8-track tapes are a much maligned and misunderstood format. True, sound-quality wise, they were pretty awful. They were big and clunky. They couldn't be fast-forwarded or rewound the way that the cassette tapes that replaced them could. Focusing on these issues is missing the point, however. 8-Track Tapes were designed by a consortium that included Ford Motors and Lear Jet. It was the first truly portable audio format. It let people take their music on the road with them and decide what album they would listen to, when they wanted. That was amazing in and of itself. Look at the "issues" of the format from the standpoint of it being a format for music on the road (or in the air). "Features" of media are all things that actually make driving more dangerous. If you're fast-forwarding or reversing music (or changing songs as with CD and MP3 players) you're not paying attention to the road. The size of the 8-track tapes meant less fumbling to find the slot to fit it into. The cartridge itself had physical cues to indicate which way to orient the cartridge without needing to look at it. Sound quality may not have been great, but it wasn't really designed for home use. It was meant for the road. In this sense it was a design masterpiece and something that modern designers should learn from. How many lives are lost due to bad design? People typically chalk it up to driver error when a car crashes due to a distracted driver. However, with every piece of technology in that car, a design choice was made. That choice could have been to make it safer for the driver, easier to work without taking eyes off the road, or less distracting. 8-tracks put driving first. If more designers followed that direction, the roads would be much safer.

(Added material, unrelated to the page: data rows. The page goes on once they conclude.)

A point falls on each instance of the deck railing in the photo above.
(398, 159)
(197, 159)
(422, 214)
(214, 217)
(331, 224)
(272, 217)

Tuesday, November 20, 2012

Good Thing # Infinity: Gwen

One of my favorite things in the world was to get up early, long before my day had to start, so I could be alone in morning as the sun rose while I drank good coffee and listened to classical music while easing into the day. No matter how the day went after that, at least I had that perfect moment and the whole day was better for it.

Later, even after Jess and I started living together, I'd still wake up an hour or two before she did to start my day the same way. Only now our two cats would follow me out of bed and curl up on me or near me, and it was an even better way to start the day.

Now Gwen has been out in the world for two months. She and I wake up long before her mother does. I make my coffee and she wiggles on the floor. We listen to classical music together. She prefers Bach and Beethoven. I'm partial to Mozart. I read her nursery rhymes and fairy tales. She makes noises that will be words one day. I never thought I'd be sharing my perfect moment with my own daughter. I had no idea how perfect that moment could be!